Student bursaries frozen for eighth year as trainee social workers struggle amid cost-of-living crisis

    System 'way overdue a review', say academics as union warns members making 'significant sacrifices' to complete courses

    Image of empty wallet signifying poverty(Credit: vegefox / Adobe Stock)
    Credit: vegefox / Adobe Stock

    Academics and unions have criticised the government for failing to increase social work student bursaries, which have been frozen for an eighth year despite the spiralling cost of living.

    They told Community Care many students were facing financial difficulties, including housing costs, meaning some were having to sell possessions or turn to family or friends for support.

    The grants for the 2022-3 academic year, announced last month, are the same as have been in place since 2014.

    Postgraduate recipients will get a basic £3,762.50 in London and £3,362.50 outside the capital, with more available for those on low incomes, and a £4,052 contribution to tuition fees (equivalent to about half the cost) per year. Second and third year undergraduates selected for a bursary will receive £4,862.50 outside London and £5,262.50 inside, with awards pro rated for part-time students.

    The number of new bursaries will also remain capped, at 1,500 postgraduate and 2,500 undergraduate awards in the coming year, as it has been since 2013. This means not all relevant students receive a bursary.

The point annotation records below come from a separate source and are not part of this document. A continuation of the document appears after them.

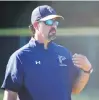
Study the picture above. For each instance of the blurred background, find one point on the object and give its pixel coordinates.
(79, 32)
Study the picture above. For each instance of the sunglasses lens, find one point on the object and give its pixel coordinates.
(49, 22)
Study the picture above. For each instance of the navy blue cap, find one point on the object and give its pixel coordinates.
(43, 13)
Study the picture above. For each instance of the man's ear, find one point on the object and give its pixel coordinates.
(36, 25)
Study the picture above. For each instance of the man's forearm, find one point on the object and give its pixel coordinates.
(80, 83)
(9, 95)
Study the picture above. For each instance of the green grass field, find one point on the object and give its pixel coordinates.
(92, 31)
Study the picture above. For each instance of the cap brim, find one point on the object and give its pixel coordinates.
(51, 17)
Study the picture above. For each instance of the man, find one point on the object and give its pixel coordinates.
(43, 70)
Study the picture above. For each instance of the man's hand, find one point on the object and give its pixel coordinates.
(82, 62)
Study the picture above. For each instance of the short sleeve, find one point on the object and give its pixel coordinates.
(74, 71)
(13, 75)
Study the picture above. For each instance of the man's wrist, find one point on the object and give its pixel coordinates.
(89, 71)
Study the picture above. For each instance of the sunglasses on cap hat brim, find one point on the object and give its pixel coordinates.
(51, 17)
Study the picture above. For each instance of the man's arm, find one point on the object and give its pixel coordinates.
(80, 83)
(9, 95)
(81, 62)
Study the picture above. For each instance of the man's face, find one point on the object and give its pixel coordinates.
(48, 29)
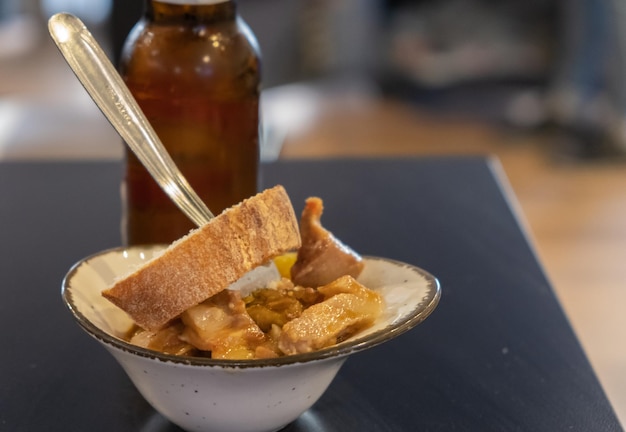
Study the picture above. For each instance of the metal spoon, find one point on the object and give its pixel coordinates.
(106, 88)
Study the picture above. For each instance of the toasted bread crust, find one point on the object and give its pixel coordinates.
(208, 259)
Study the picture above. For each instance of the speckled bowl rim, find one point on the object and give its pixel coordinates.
(419, 314)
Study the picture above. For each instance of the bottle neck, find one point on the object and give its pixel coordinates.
(190, 10)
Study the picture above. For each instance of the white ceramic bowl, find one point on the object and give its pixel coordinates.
(200, 394)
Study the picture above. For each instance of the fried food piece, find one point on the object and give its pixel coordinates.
(222, 326)
(322, 258)
(348, 308)
(165, 340)
(280, 303)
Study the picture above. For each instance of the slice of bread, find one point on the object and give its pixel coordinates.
(208, 259)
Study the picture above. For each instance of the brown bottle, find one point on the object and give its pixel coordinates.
(194, 68)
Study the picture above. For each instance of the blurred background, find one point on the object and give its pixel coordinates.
(539, 84)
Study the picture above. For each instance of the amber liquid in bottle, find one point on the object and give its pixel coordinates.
(194, 69)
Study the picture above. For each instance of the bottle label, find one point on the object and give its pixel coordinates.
(193, 2)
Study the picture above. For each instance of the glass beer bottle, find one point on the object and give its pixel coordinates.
(194, 69)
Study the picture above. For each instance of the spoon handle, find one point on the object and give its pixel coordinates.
(105, 86)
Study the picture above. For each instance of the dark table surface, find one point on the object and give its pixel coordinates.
(497, 354)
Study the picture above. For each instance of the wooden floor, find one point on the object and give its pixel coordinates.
(575, 212)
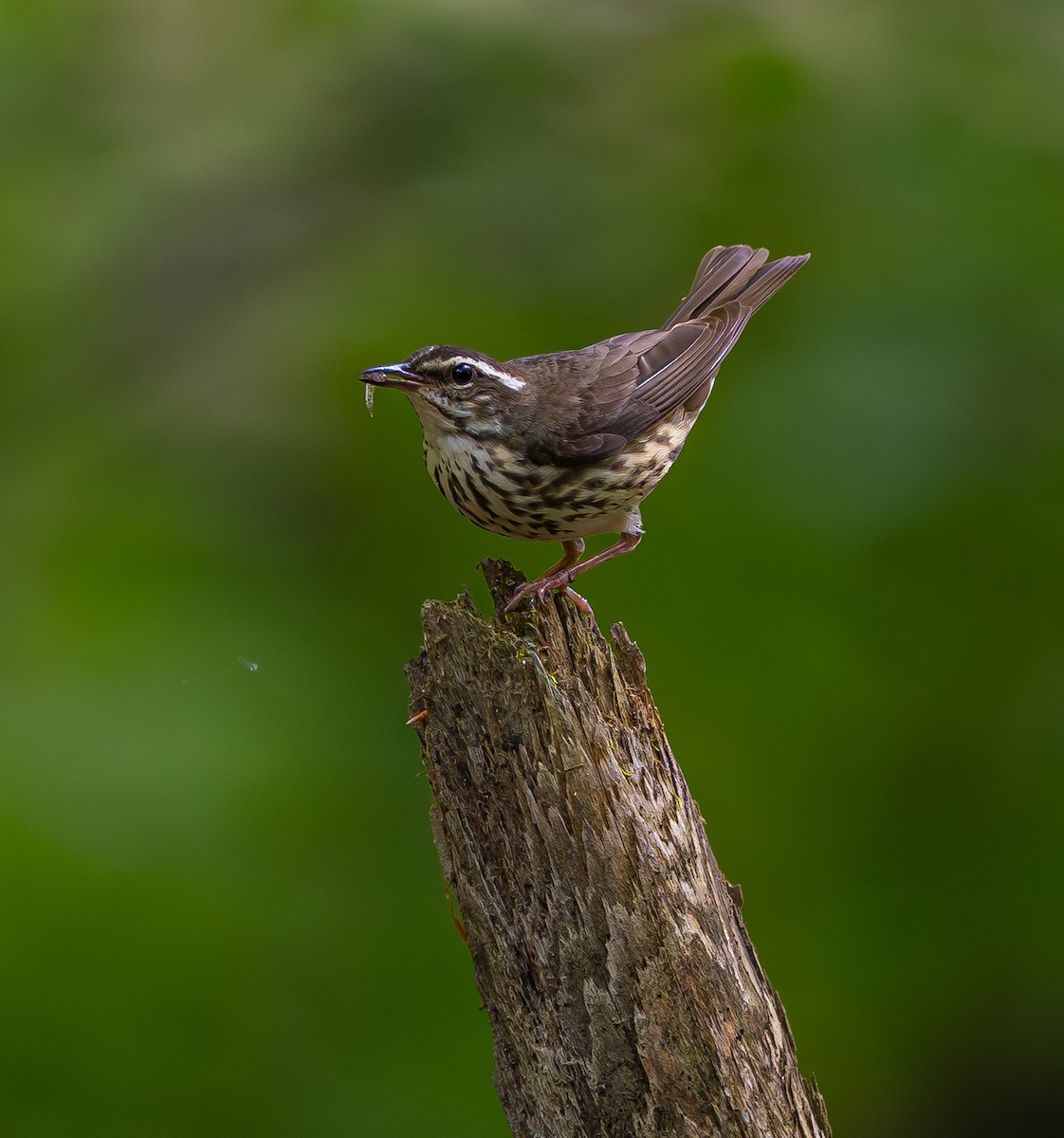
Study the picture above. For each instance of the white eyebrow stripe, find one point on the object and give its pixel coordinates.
(486, 369)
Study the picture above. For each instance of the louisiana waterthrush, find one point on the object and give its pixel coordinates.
(567, 445)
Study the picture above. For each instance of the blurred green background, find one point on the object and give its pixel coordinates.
(221, 906)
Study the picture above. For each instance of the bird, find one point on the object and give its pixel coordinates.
(567, 445)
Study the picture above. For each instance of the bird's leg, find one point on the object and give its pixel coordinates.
(561, 575)
(574, 551)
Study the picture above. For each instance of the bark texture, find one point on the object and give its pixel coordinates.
(625, 995)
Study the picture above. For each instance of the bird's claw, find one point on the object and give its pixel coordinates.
(543, 586)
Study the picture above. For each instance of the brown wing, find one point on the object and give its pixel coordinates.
(621, 387)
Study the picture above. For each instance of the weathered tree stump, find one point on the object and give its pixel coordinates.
(624, 993)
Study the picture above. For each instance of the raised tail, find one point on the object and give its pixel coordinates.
(734, 272)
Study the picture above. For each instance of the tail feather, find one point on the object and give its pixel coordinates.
(734, 272)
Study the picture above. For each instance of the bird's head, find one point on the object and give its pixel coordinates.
(454, 390)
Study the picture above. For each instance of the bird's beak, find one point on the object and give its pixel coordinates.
(393, 375)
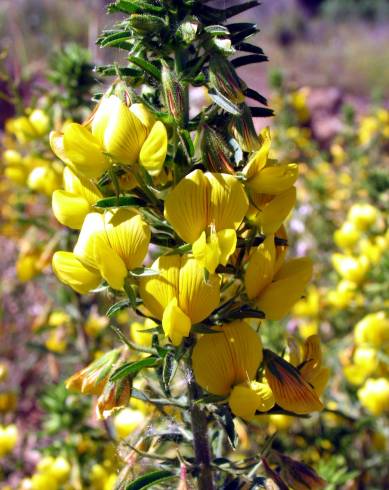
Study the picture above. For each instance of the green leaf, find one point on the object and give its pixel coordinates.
(120, 305)
(261, 112)
(169, 370)
(249, 59)
(143, 272)
(253, 94)
(132, 368)
(146, 66)
(118, 39)
(150, 479)
(117, 202)
(111, 71)
(223, 102)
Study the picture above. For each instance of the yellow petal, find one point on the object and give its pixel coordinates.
(186, 206)
(84, 249)
(277, 210)
(278, 298)
(153, 153)
(79, 185)
(157, 291)
(227, 244)
(228, 202)
(84, 152)
(123, 133)
(207, 252)
(260, 157)
(175, 323)
(57, 145)
(144, 115)
(227, 358)
(111, 265)
(274, 179)
(197, 297)
(128, 235)
(260, 269)
(74, 273)
(69, 209)
(246, 399)
(291, 391)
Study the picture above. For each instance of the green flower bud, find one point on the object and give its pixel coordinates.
(174, 95)
(146, 23)
(223, 77)
(187, 30)
(242, 128)
(215, 151)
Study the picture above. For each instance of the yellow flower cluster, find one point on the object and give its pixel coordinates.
(361, 251)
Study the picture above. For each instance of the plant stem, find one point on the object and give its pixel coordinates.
(200, 438)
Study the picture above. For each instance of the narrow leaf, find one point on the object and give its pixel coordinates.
(132, 368)
(146, 66)
(151, 479)
(223, 102)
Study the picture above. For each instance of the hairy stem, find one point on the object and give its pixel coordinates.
(200, 439)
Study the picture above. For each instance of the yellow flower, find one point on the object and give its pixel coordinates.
(117, 133)
(225, 363)
(179, 295)
(372, 330)
(45, 178)
(139, 332)
(291, 391)
(109, 245)
(266, 176)
(275, 292)
(310, 360)
(206, 209)
(362, 215)
(8, 439)
(71, 271)
(347, 236)
(71, 205)
(374, 396)
(126, 421)
(272, 211)
(351, 268)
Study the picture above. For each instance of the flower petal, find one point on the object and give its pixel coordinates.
(260, 269)
(153, 153)
(84, 152)
(175, 323)
(186, 206)
(291, 391)
(69, 209)
(74, 273)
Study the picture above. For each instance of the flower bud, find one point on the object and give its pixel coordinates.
(223, 77)
(242, 128)
(215, 151)
(146, 23)
(174, 95)
(299, 476)
(92, 379)
(188, 29)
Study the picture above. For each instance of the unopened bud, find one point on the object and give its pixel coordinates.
(115, 395)
(223, 77)
(215, 151)
(174, 95)
(242, 128)
(92, 379)
(188, 29)
(146, 23)
(300, 476)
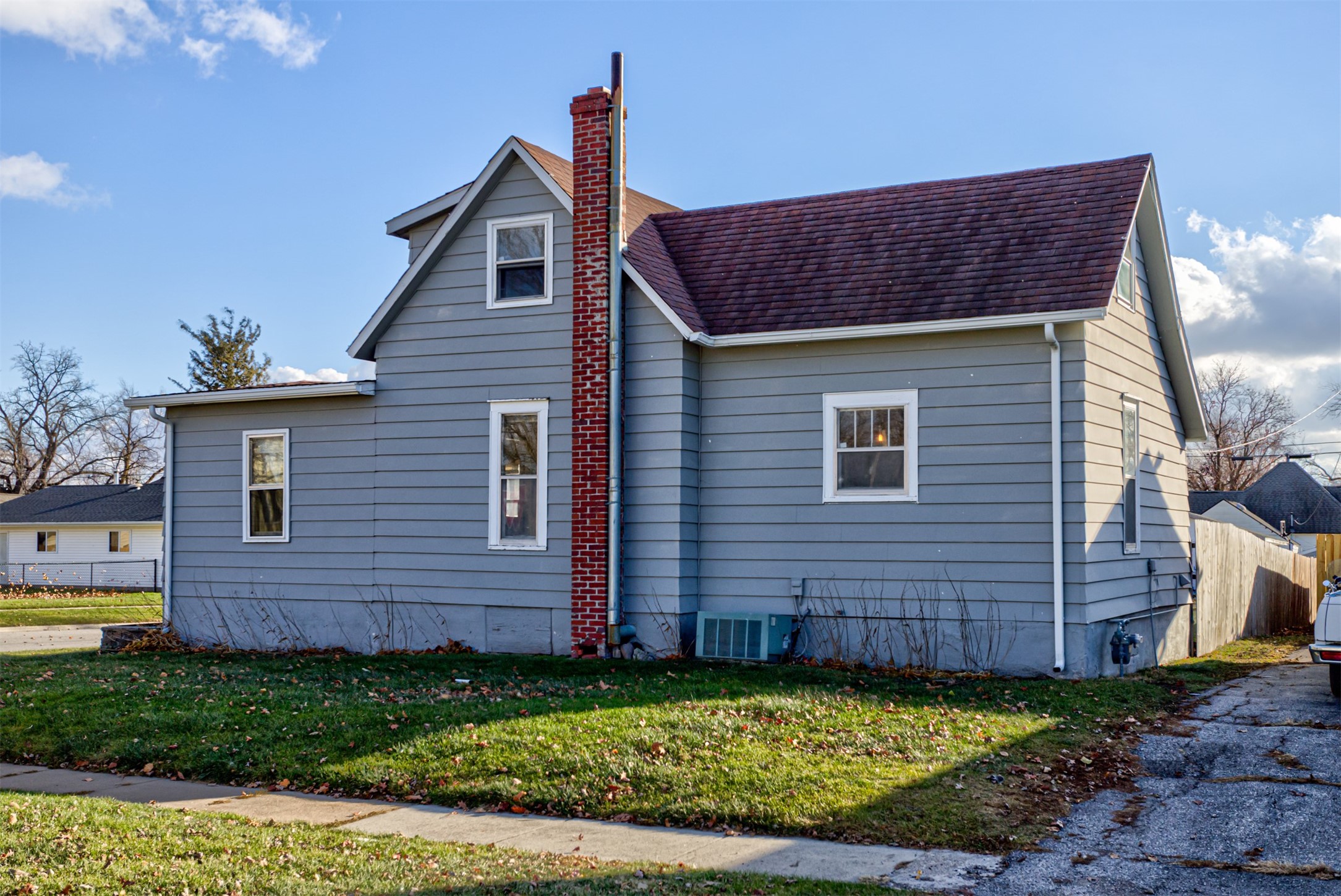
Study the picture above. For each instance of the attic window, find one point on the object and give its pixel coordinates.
(521, 261)
(1125, 289)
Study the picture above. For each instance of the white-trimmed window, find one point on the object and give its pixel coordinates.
(266, 485)
(519, 436)
(871, 446)
(1125, 289)
(521, 268)
(1131, 476)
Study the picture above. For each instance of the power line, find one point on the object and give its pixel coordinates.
(1230, 448)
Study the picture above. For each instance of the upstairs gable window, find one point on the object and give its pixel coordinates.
(521, 264)
(1125, 289)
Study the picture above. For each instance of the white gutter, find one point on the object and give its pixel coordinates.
(821, 334)
(1058, 594)
(168, 502)
(868, 331)
(255, 394)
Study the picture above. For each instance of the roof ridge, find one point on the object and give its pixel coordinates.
(868, 190)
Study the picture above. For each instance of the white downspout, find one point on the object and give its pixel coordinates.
(615, 546)
(168, 502)
(1058, 596)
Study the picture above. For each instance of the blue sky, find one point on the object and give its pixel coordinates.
(247, 154)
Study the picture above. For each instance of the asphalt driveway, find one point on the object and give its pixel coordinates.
(26, 638)
(1246, 804)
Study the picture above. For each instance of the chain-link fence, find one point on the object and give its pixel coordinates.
(108, 575)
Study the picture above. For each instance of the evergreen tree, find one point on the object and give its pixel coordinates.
(227, 355)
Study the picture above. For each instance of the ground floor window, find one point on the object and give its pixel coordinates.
(871, 446)
(266, 485)
(519, 434)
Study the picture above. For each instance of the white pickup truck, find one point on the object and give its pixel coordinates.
(1327, 634)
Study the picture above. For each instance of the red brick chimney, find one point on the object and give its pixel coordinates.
(592, 114)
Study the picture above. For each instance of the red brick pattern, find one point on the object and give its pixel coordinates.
(590, 366)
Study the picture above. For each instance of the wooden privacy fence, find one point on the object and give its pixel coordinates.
(1248, 587)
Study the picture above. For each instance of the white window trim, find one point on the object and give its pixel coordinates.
(289, 473)
(541, 407)
(1133, 548)
(491, 285)
(837, 401)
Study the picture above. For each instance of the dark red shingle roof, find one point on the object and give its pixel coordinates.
(1005, 244)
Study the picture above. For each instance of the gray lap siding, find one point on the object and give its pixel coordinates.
(391, 493)
(983, 516)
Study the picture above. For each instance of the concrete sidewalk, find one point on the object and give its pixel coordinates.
(26, 638)
(786, 856)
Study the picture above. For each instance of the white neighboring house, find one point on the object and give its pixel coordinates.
(1237, 515)
(80, 536)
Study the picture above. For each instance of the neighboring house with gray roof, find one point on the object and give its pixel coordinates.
(72, 536)
(838, 409)
(1287, 499)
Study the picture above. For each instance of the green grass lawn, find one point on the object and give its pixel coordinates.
(955, 761)
(56, 844)
(70, 609)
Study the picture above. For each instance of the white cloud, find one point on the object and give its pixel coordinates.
(276, 33)
(1272, 305)
(1266, 295)
(105, 30)
(207, 53)
(110, 30)
(1204, 297)
(33, 177)
(362, 370)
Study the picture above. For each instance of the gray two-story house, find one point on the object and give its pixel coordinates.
(939, 422)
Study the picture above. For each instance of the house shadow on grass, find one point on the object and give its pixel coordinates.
(854, 756)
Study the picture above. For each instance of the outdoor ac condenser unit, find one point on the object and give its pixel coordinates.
(750, 636)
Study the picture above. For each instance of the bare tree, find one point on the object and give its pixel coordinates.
(50, 423)
(130, 444)
(1238, 414)
(227, 355)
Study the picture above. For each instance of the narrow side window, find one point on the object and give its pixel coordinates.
(1125, 287)
(871, 446)
(519, 434)
(1131, 476)
(266, 485)
(521, 263)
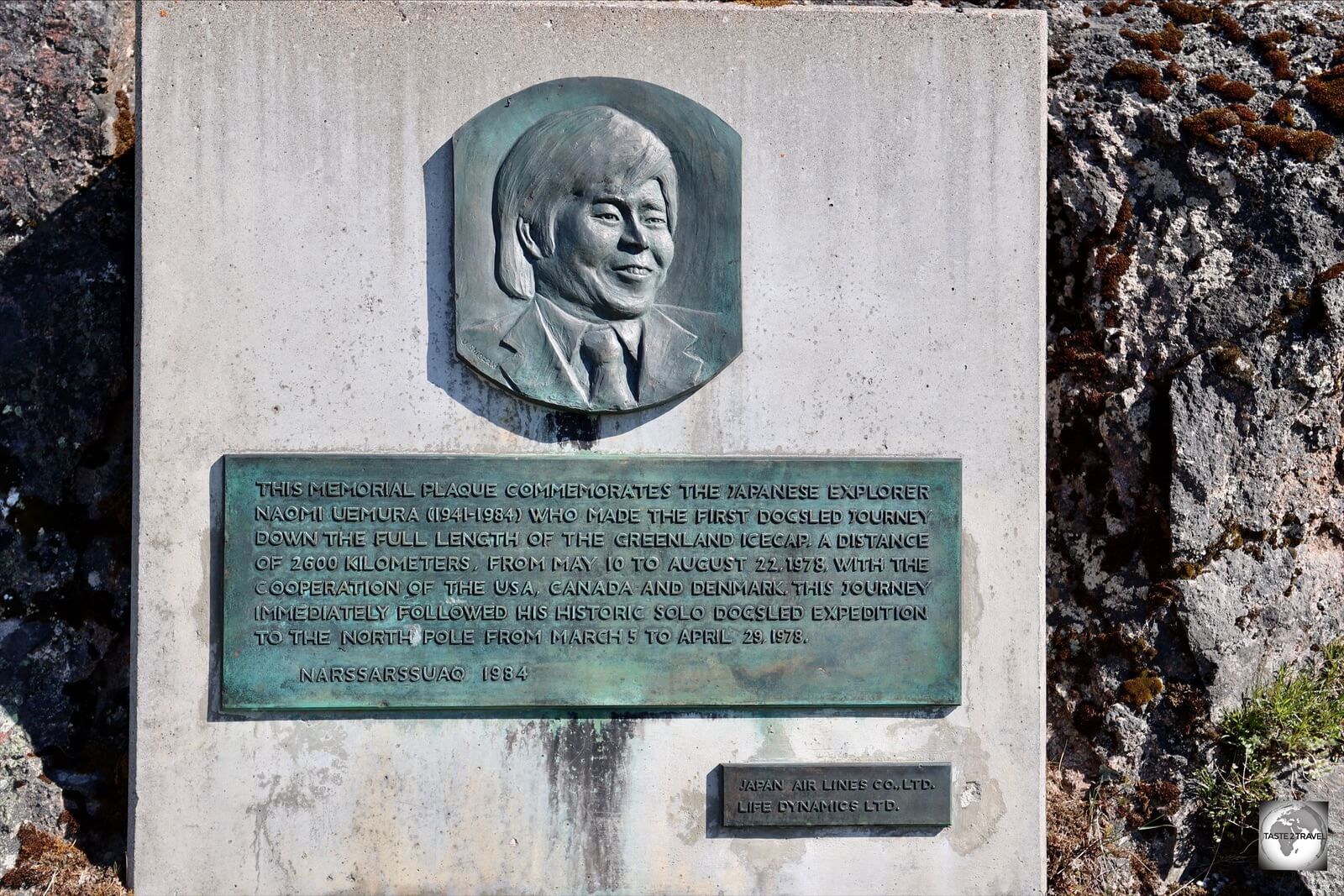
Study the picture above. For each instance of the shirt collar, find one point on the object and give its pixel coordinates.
(569, 329)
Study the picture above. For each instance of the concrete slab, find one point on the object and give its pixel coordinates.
(295, 297)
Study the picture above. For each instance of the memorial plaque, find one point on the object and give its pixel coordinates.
(837, 794)
(412, 582)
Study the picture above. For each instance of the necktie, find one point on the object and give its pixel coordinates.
(605, 359)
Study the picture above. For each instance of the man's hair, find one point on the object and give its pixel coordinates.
(557, 157)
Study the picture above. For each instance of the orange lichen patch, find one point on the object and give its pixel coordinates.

    Students ‘pushed to quit courses’ 

    Last year, Community Care reported that the then-seven-year freeze on bursaries was pushing some students to quit courses while others resorted to food banks as Covid lockdowns squeezed alternative ways of earning extra cash.

    At the time, the fix on bursaries – which not all students receive – already amounted to a real-terms cut of around £500, but things will have got significantly worse since with UK inflation rates reached their highest levels in 40 years,

    Janet Melville-Wiseman, the chair of chair of the Joint University Council Social Work Education Committee (JUCSWEC), told Community Care she was “pleased” student bursaries had been confirmed earlier than was the case last year.

    Delays to government decisions on bursary funding had previously put prospective students’ plans in limbo as they waited to find out whether they could afford to take up places on courses.

    “[The recent confirmation] will help students be able to confirm their places on university courses much sooner and where needed, give notice to their employers in order to join programmes in September,” Melville-Wiseman said.

    But she added that the lack of an increase either in the number of bursaries or the amounts students will receive was a “particular worry” in light of student poverty and the number who have been struggling to study during the last two years.

    “In addition the added pressures of the unprecedented rises in the cost of living will place an unreasonable strain on mainstream students,” Melville-Wiseman said.

    The bursary has been static for many years and is way overdue for review.”

    Meanwhile John McGowan, the general secretary of the Social Workers Union (SWU), said the union believed the level of student bursaries “needed to be increased as an urgent matter”.

    “The training, recruitment, and retention of social work students is a key issue and it’s not an understatement to say that management and funding is critical to ensuring the future of our profession,” McGowan told Community Care.

    Stresses ‘too much for students and families’

    “A significant number of social work students already have children or other caring responsibilities, and repercussions of a bursary freeze are felt across the whole family,” he added. “The stresses have already been too much for some social work students and their families.”

    The SWU has heard from members who have had to make “significant sacrifices” in order to complete their social work degree, such as placing their belongings into storage and moving in with friends and families for support, according to McGowan. He said others had made “difficult decision” to sell personal belongings or had been forced to work excessive hours to avoid homelessness.

    “In the face of significant recruitment and retention issues across social work we should be supporting those who want to join the profession and offering a cost-of-living increase to present bursaries, not freezing the amount once more,” McGowan said. “We already have a shortage of social workers – not offering an increase in the bursary, let alone freezing it, is a counterproductive and questionable strategy.”

    Fast-track rates frozen but at higher levels

    Student support has also been frozen for those on fast-track courses but at much higher levels.

    This year’s Frontline cohort will receive £20,000 within London and £18,000 outside the capital, as has been the case since 2019. The figures for Think Ahead are £17,200 outside London and £19,100 within the capital, rates that have remained constant since 2018.

    Student support for the 14-month Step Up to Social Work course, targeted at attracting professionals from related careers into children’s social work, has, like university bursaries, been frozen since 2014.

    However, this is at the much higher level of £19,833 and, as is the case for Frontline and Think Ahead, is guaranteed for all students and there are also no tuition fees charged.